Chapter 25
Chapter Twenty-Five
Sylvi
Jack gently set his sword back on its rack, trying to preserve the quiet, the leather of his armor still damp, clinging to his frame like a second skin. Tension coiled through his shoulders, every line of muscle pulled taut. He hadn’t noticed I was awake.
“Jack,” I rasped, voice rough from exhaustion.
His head snapped toward me, and the relief that flickered across his face strummed the chord tethered between us with a gentleness that soothed my soul.
“Hey,” he said softly, reaching up to rake a hand through his hair—a nervous habit he’d never quite shaken—but when he realized the sides were braided, his fingers fell to his perfectly arched pointy ear instead, scratching absently. “How do you feel?”
I pushed myself up against the pillow, the furs rustling as I shifted. “Well, I’m not dead at the bottom of that lake, so…I’m okay, I guess?”
He rolled his eyes. “I hate how you joke about death like it’s no big deal.”
“Well, it did try to take me out twice in the last few days, so… Luckily for me, you were there to save me. Yet again.”
His jaw flexed. That muscle always ticked whenever he was holding something back. He sucked in a deep breath, and those twin lines between his brows deepened.
I sighed as I curled a lock of hair around a finger. “Fine.
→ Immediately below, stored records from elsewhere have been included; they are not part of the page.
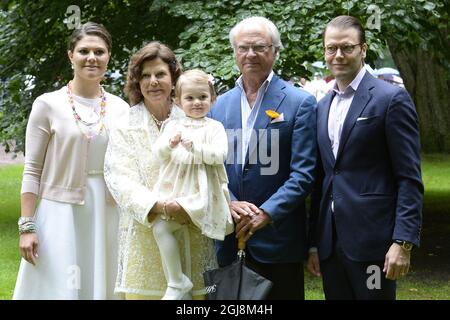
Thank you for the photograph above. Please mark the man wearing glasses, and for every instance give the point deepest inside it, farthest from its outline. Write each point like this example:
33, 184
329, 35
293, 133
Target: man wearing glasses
267, 117
369, 182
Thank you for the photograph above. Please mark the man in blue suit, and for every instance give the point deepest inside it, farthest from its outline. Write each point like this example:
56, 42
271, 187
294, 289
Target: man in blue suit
369, 216
271, 128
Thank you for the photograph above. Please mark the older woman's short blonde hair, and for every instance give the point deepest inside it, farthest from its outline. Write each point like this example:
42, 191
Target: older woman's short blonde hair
151, 51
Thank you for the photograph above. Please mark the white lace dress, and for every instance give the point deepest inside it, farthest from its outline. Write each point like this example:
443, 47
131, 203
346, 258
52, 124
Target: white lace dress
77, 243
196, 179
131, 170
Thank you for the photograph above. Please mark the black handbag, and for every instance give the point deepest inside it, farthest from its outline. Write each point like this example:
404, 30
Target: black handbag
236, 281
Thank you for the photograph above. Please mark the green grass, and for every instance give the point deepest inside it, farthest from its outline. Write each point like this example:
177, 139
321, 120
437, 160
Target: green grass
10, 181
429, 278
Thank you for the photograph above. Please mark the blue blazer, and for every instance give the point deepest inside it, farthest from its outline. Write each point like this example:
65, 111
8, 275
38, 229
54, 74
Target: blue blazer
280, 193
375, 180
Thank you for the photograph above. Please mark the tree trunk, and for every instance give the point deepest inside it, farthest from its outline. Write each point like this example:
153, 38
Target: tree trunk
428, 83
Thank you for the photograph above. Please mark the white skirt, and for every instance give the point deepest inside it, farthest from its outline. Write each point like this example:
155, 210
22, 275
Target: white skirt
77, 249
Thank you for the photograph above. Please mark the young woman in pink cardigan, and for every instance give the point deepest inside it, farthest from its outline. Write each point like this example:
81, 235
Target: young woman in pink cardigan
68, 243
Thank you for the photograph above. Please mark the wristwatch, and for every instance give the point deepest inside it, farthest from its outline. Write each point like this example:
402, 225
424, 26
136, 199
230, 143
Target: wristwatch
404, 244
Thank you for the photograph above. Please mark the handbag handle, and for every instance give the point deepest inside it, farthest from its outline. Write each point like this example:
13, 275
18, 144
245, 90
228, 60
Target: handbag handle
241, 251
I’m sorry. Look, I guess I’m just still a little shook, that’s all.”
He didn’t respond at first, just crossed the space between us in a few slow strides, like he wasn’t sure his legs would carry him much farther.
Then he sank to the floor with a heavy exhale, his back braced against the mattress near my head.
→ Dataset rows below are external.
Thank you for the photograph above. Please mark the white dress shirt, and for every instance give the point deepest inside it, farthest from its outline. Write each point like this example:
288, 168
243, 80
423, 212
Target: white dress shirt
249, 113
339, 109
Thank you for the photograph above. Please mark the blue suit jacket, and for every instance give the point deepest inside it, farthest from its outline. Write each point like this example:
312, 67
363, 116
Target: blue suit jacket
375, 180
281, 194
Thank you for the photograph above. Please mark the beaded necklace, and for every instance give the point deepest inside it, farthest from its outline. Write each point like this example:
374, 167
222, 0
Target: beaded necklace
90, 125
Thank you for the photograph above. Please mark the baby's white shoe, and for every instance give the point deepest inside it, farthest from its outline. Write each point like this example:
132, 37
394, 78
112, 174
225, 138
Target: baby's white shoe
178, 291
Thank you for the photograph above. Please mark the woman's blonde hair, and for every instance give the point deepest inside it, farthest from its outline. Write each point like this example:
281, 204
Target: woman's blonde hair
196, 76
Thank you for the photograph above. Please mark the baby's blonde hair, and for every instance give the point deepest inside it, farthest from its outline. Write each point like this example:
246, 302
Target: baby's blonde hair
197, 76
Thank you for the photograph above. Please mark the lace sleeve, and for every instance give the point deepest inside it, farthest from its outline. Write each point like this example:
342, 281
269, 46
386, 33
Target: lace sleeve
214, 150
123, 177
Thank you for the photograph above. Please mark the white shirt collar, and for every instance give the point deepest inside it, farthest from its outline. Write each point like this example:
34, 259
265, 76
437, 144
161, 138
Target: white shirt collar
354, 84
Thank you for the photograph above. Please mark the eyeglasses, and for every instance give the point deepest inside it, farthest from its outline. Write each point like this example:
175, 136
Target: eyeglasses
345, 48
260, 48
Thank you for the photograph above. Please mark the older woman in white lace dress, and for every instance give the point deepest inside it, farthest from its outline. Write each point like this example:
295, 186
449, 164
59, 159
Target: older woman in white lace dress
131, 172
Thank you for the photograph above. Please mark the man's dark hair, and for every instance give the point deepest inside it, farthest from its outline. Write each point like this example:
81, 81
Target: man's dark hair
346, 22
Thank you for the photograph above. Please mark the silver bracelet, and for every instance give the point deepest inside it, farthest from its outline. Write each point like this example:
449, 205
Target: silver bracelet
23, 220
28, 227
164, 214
He pulled his knees up and rested his forearms on them.
“Don’t mind my foul mood, Syl. I’m just relieved to see you alive and well. ”
I squeezed his shoulder. “Thank you for diving in there and pulling me out. I’m breathing, warm, and I can feel my body again because of you.”
He took my hand from his shoulder and kissed it. “Syl—”
“I know what you’re going to say,” I uttered before he could reproach me, taking my hand back. “That I shouldn’t have defied your orders, that I shouldn’t have gone into the forest by myself, that I shouldn’t have—”
Without looking at me, he lifted a hand over his shoulder and handed me the silver emblem of the captain of the guard.
My breath hitched. “What’s this?”
“You’ve been reinstated effective immediately.”
I stared at it, at the engraved metal surface, gleaming faintly in the low light. “I don’t think I can accept this, Jack.”
He turned around just enough to face me. “Varik abandoned his post. He left Torin, Astrid, Ravin…me. You, on the other hand, stood between us and death. You led. That’s what a captain does.”
I sat up straighter, curling my legs under me, eyes glued to the emblem resting on my palm. “But your mother. She said…”
“Fuck what my mother said,” Jack growled.
He rose and sat beside me on the edge of the bed, the mattress dipping under his weight.
He tipped my chin up with his fingers, forcing me to meet his eyes.
“She doesn’t get to decide your worth. You earned this.
And I’ll be damned if I let her strip away what’s rightfully yours.
If you need proof—just look outside. The soldiers saw what you did.
What he didn’t. And they’ve already decided who to follow. ”
“She’s going to be furious,” I murmured.
“Varik’s not going to take this lying down.
And Kaelven, once he finds out…” A cold weight pressed against my chest and anxiety surged up my throat.
I pushed to my feet, extending the emblem back to him.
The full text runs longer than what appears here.